Tentunya, jika kakaknya menggunakan Nerve Gear di dalam kamarnya, Asuna mungkin akan segera lupa dan tidak akan merasa terganggu tentang suatu hal seperti Nerve Gear. Akan tetapi, karena momen yang tak begitu baik, kakaknya harus pergi dalam perjalanan bisnis keluar negeri pada hari pertama dimulainya SAO, dan begitulah, Asuna akhirnya meminjam Nerve Gear dari kakaknya hanya untuk satu hari karena keinginannya. Merasakan hasrat untuk melihat dunia yang belum pernah ia lihat sebelumnya, semua itu penyebabnya—

Lalu, semuanya berubah.

Hingga sekarang, Asuan masih mengingat keisengan pada hari itu, ketika ia beubah dari Asuna menjadi "Asuna", mencari jati dirinya sendiri di jalanan yang tak dikenal, diantara orang-orang yang tak mengenalnya.

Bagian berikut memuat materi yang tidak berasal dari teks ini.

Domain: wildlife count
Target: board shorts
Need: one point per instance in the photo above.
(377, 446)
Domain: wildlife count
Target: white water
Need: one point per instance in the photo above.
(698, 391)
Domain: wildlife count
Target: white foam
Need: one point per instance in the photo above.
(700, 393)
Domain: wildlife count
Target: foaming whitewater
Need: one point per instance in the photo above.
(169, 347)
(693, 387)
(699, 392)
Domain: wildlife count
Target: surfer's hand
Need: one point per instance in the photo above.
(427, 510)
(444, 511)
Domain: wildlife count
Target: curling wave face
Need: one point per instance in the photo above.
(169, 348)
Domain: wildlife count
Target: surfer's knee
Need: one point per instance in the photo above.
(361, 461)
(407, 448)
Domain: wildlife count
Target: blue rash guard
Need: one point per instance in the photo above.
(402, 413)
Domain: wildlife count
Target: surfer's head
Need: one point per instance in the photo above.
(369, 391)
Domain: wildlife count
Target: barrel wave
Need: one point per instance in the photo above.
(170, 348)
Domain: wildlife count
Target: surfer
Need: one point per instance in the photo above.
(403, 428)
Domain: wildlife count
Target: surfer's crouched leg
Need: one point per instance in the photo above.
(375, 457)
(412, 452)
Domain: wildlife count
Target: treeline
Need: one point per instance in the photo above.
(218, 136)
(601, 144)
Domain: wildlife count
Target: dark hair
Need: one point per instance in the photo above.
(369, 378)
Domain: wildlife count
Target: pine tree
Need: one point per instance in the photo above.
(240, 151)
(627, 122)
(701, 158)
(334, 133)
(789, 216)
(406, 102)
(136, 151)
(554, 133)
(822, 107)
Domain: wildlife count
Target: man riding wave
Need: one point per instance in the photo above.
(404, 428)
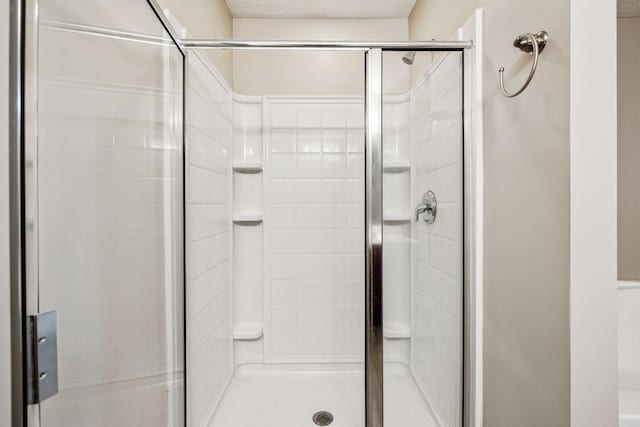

Tetapi secara tiba-tiba setelahnya, ketika dewa kekosongan turun dan mengumumkan tentang game kematian ini, dengan ketidakmungkinan untuk melarikan diri dari dunia ini, hal pertama yang Asuna pikirkan adalah tugas matematika miliknya yang belum ia kerjakan.

Jika ia tidak segera kembali dan mengerjakannya, ia akan dimarahi oleh gurunya pada saat pelajaran. Demi kehidupan Asuna yang telah ia tempuh sejauh ini, pastilah menjadi suatu kegagalan yang tak bisa ia maafkan... tapi tentu saja, kerasnya situasi tersebut bikanlah hambatan.

Satu minggu, dua minggu, bahkan tiap hari terlewati dengan santainya, tak ada tanda-tanda adanya bantuan dari luar. Mengasingkan diri sendiri di salah satu penginapan di Starting City, meringkuk di atas tempat tidur, Asuna terus menerus mengalami kepanikan. Menjerit setiap saat, bahkan memukul tembok ketika ia meratap. Hari tersebut adalah musim salju pada tahun ketiganya di SMP. Ujian sekolahnya akan segera dimulai, dan setelah itu, ujian masuk SMA. Menjadi seorang yang telah tergelincir dari jalan yang ditempuh sama saja merupakan kehancuran bagi hidup Asuna.

Asuna menghabiskan hari-harinya penuh masalah, merasa sangat malu, merasa tak percaya.

Daripada mengkhawatirkan kondisi tubuh anaknya, orang tua Asuna pasti sangat kecewa atas putrinya yang telah gagal atas ujiannya karena sebuah konsol game. Teman- temannya, daripada bersedih, mungkin mereka mengasihaninya yang di keluarkan dari kelompok mereka, atau mungkin malah mencibirnya.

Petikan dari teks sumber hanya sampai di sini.